More megapixels means a better camera.
FALSE. The megapixel war ended years ago. Back when point-and-shoot digital cameras (remember them?!) were trying to outdo each other, the bigger the number on the box, the better. The amount of megapixels a camera has actually only relates to how big a photo you can take with it, which – unless you want to make billboards – has been fairly redundant since about 2009. If you’re looking for a good phone camera, ignore the MP count and look at the more important stats instead: the quality of the sensor, the lens and the image-processor.
A mobile phone can cook an egg.
FALSE. In the early days of mobile technology, there were all kinds of horror stories about radiation. The worst came from a string of YouTube videos that appeared to show an egg cooking between two ringing phones – supposedly showing what was happening to your brain when you made a call. The only problem is, it was all a hoax. Mobile phones do emit a microscopic amount of radiation, but you’d need about 7,000 handsets to even start getting an egg warm.
You should drain your battery completely before recharging it.

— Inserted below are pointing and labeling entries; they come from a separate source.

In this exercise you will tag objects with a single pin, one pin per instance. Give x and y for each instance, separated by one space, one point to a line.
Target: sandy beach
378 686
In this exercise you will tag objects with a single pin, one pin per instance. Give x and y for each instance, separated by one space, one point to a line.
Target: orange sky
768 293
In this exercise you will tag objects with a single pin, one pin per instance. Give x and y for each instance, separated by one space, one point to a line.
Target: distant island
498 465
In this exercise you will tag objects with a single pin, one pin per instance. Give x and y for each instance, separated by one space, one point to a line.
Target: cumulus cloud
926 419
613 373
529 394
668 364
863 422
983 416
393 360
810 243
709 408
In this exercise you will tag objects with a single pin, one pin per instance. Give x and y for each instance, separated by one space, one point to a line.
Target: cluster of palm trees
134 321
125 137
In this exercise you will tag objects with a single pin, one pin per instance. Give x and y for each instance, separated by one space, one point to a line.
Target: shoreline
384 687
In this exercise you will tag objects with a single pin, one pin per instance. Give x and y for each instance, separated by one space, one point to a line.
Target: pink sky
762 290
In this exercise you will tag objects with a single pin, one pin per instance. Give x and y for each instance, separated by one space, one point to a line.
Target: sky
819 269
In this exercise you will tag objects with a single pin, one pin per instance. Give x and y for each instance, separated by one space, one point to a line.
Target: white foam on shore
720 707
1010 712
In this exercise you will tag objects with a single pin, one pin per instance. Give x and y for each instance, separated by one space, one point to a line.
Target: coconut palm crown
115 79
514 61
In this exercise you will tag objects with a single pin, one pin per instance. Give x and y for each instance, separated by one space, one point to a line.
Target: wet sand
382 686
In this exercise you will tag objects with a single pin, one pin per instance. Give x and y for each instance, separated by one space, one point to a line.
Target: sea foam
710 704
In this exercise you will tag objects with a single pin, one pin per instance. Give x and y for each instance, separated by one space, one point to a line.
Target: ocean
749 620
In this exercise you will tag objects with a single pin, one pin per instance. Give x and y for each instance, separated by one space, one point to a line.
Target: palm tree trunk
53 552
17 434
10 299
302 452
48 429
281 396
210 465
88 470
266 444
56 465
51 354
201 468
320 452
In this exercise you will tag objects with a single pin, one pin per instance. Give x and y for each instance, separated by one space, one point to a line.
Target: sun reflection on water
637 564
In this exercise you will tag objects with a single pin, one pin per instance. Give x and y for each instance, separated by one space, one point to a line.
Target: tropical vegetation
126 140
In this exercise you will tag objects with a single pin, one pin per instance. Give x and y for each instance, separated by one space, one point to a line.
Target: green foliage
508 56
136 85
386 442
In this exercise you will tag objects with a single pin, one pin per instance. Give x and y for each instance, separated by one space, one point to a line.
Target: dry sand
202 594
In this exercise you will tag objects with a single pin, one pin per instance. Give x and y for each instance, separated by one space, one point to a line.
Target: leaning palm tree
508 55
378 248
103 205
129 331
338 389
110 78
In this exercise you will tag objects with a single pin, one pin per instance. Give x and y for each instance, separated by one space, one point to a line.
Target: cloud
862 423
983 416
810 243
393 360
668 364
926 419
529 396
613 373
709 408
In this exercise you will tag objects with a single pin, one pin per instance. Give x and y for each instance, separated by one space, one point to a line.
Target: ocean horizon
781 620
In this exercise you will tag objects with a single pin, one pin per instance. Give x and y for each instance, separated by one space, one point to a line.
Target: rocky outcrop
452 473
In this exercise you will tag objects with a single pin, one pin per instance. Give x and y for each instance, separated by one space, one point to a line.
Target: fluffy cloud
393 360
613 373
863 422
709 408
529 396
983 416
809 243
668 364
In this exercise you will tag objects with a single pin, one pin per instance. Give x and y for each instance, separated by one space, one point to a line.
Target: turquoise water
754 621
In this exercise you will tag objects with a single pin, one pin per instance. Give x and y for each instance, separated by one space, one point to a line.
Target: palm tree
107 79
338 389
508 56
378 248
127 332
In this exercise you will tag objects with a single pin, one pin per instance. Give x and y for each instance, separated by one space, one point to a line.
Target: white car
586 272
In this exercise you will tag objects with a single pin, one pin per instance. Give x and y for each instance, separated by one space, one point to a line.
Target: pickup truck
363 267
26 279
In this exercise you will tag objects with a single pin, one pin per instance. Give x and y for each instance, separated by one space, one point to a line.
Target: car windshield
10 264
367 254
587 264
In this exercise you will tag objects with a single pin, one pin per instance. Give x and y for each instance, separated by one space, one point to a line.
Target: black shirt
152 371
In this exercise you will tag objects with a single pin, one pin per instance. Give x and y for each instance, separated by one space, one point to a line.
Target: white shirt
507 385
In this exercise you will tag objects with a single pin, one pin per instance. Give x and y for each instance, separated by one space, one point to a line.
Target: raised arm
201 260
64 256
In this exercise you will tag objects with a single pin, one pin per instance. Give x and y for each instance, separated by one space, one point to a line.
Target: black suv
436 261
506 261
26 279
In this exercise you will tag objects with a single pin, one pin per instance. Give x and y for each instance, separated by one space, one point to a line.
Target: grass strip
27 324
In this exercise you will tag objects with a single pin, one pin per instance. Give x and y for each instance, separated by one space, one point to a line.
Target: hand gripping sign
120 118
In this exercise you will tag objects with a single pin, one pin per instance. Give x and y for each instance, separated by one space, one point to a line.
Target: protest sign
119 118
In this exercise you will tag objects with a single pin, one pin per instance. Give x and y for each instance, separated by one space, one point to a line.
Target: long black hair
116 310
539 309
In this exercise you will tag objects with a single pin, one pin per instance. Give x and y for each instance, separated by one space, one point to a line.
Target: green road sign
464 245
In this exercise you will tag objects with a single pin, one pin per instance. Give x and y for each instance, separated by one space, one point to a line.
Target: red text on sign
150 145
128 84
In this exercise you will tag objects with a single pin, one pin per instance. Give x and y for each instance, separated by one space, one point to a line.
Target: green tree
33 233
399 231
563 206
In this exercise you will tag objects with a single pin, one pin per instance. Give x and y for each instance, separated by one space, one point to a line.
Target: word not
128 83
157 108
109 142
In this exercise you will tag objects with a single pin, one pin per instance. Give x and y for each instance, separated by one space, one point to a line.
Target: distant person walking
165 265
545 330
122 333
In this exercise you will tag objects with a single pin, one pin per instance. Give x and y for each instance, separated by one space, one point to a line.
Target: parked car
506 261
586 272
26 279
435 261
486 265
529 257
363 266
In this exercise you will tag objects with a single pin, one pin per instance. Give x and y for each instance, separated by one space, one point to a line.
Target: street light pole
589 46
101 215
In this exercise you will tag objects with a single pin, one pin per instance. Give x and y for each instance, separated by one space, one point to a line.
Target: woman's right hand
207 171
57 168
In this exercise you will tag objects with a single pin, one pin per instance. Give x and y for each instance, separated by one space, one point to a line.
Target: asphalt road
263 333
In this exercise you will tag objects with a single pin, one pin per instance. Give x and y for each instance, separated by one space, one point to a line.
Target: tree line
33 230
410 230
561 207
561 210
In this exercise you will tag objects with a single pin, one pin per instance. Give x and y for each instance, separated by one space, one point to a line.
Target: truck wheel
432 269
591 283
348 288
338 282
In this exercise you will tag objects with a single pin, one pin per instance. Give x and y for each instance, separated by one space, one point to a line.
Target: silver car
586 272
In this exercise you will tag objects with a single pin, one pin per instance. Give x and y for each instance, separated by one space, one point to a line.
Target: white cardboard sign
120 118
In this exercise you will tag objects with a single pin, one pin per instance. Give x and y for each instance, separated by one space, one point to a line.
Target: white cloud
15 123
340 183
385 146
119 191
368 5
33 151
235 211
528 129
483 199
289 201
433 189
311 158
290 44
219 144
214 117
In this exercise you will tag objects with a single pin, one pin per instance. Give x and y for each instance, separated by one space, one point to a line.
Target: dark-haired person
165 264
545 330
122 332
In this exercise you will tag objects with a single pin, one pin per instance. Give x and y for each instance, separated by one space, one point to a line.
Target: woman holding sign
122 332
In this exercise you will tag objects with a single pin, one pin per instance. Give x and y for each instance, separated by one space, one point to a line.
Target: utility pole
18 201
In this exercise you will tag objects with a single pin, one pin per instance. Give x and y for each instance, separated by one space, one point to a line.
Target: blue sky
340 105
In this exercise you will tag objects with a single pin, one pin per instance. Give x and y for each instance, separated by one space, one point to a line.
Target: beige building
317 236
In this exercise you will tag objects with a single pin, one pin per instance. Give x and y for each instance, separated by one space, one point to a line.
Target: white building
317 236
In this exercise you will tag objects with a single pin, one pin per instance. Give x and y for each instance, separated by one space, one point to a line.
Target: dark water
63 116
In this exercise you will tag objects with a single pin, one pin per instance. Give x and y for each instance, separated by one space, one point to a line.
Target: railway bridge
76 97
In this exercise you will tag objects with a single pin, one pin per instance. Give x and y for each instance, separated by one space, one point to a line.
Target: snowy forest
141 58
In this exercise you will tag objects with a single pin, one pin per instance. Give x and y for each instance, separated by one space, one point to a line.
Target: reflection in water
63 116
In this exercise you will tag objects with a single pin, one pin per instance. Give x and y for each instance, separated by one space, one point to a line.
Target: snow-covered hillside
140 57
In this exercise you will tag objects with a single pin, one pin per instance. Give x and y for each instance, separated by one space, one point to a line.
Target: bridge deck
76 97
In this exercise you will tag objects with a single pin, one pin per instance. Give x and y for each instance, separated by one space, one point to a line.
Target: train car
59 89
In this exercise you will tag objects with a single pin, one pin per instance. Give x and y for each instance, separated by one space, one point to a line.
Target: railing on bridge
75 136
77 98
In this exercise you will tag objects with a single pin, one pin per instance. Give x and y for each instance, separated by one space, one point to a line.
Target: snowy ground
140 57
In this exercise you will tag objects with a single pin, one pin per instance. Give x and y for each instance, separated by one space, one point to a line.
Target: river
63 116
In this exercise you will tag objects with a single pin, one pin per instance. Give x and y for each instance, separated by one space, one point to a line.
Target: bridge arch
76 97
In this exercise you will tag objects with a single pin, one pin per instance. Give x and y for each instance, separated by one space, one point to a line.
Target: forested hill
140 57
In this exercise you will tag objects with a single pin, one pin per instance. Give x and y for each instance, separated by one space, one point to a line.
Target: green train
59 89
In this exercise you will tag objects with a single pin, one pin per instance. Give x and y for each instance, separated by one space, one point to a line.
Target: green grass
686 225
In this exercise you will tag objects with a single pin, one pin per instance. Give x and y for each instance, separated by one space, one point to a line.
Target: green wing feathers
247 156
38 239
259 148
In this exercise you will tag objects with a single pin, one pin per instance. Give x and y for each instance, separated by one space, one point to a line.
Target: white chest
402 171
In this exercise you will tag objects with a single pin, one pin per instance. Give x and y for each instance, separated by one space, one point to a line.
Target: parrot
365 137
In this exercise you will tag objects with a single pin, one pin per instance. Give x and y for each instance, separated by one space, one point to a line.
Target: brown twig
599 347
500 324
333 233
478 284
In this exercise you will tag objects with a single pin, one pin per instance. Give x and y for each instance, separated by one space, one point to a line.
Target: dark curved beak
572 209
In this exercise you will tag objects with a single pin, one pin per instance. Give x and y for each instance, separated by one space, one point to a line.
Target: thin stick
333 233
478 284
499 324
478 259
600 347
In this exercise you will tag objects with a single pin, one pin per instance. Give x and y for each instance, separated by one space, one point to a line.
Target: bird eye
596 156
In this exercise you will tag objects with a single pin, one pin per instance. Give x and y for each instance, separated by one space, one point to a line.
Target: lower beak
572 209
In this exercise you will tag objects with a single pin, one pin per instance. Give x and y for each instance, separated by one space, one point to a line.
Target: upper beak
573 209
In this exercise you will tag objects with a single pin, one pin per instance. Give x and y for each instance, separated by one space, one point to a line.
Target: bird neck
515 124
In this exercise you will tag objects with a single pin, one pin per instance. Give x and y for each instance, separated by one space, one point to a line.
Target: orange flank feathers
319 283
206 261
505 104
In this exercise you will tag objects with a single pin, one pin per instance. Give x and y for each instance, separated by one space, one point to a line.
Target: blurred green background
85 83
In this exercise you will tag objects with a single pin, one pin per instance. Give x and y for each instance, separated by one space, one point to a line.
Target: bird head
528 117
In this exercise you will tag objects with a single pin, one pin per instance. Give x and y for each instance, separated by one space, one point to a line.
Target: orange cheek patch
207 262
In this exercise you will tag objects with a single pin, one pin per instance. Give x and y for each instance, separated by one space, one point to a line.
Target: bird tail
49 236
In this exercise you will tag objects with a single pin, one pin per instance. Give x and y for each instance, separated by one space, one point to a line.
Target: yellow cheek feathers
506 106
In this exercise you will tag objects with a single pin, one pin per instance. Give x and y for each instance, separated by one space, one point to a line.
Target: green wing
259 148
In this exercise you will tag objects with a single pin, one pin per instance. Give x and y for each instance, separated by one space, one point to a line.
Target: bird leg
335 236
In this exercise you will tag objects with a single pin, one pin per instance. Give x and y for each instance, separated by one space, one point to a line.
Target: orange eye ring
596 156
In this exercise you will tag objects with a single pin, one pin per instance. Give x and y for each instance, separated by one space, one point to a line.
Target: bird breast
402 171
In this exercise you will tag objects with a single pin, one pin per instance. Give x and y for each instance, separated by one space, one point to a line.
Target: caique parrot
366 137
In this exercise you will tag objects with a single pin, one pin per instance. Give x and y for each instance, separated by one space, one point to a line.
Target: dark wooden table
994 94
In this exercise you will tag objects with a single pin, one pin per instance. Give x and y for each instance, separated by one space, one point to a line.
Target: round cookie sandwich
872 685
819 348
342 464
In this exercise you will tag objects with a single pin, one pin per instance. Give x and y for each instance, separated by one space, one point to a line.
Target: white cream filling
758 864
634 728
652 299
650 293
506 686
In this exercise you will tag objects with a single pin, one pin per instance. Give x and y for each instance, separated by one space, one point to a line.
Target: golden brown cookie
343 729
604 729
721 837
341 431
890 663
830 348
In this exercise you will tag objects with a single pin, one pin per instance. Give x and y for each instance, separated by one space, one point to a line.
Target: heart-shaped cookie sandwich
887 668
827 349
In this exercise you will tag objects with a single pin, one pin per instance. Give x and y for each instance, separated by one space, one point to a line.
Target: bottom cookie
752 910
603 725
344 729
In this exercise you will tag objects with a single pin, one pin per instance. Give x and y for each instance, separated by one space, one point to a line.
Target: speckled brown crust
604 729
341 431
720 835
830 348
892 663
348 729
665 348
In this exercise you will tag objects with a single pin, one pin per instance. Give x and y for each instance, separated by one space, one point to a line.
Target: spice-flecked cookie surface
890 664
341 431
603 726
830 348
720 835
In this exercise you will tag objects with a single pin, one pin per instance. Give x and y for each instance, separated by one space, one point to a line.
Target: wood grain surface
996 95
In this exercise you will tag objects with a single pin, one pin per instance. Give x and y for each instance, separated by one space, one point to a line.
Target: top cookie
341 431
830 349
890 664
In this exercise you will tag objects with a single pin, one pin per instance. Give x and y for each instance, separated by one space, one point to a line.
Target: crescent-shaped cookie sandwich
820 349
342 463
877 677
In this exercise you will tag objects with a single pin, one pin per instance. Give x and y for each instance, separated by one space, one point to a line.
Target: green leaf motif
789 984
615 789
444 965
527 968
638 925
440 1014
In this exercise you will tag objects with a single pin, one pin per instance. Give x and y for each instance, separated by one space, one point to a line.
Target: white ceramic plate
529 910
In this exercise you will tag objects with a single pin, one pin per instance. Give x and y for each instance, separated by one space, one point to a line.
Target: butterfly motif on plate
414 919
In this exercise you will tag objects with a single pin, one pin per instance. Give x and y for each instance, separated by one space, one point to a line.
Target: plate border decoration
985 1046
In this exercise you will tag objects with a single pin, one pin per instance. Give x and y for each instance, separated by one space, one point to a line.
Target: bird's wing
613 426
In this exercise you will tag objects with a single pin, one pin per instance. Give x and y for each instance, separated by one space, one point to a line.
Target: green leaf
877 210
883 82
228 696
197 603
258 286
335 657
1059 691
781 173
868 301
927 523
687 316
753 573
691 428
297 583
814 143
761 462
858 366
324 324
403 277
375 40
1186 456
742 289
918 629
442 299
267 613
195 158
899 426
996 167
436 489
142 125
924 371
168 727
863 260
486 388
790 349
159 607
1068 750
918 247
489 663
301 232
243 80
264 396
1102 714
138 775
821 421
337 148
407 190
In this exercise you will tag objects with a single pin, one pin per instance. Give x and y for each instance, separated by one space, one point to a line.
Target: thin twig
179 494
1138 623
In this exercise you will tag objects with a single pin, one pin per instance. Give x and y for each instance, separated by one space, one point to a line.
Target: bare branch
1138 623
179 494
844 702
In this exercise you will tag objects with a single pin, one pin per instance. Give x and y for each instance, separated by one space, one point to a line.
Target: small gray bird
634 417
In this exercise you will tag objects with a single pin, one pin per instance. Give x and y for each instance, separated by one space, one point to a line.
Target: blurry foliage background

LARGELY FALSE. Back in the old days (well, about ten years ago), mobile phones were powered by NiCAD and NiMH batteries that lasted longer if you ran them down before charging them back up again. But if you’ve bought your phone anytime in the last five years, it’ll come with a Lithium-ion battery, which doesn’t have “cell memory” like the older units – meaning it makes no difference if you recharge from 1% or 99%.
Charging your phone overnight is bad for it.
LARGELY FALSE. Yet another myth that’s left over from the dark ages – old phones didn’t know when they were fully charged, which meant it was a bad idea to leave them plugged in for long stretches overnight. Modern phones aren’t called “smart” for nothing though –they all stop drawing power as soon as they’re at 100%. (Top tip: You can charge your phone even quicker if you switch it to airplane mode.)
Taking out your SIM card keeps you from being tracked..
FALSE. The bigger myth here is that you’re being tracked at all. Unless you’re a wanted criminal, the government has no interest in who you are or what you’re doing with your phone. What makes no sense, however, is every Hollywood film that sees Tom Cruise trying to evade the police by taking out his SIM card. If your phone still has power in the battery, it can be tracked by the authorities. When Tom throws away his SIM, it just means he’s going to have to get a new contract.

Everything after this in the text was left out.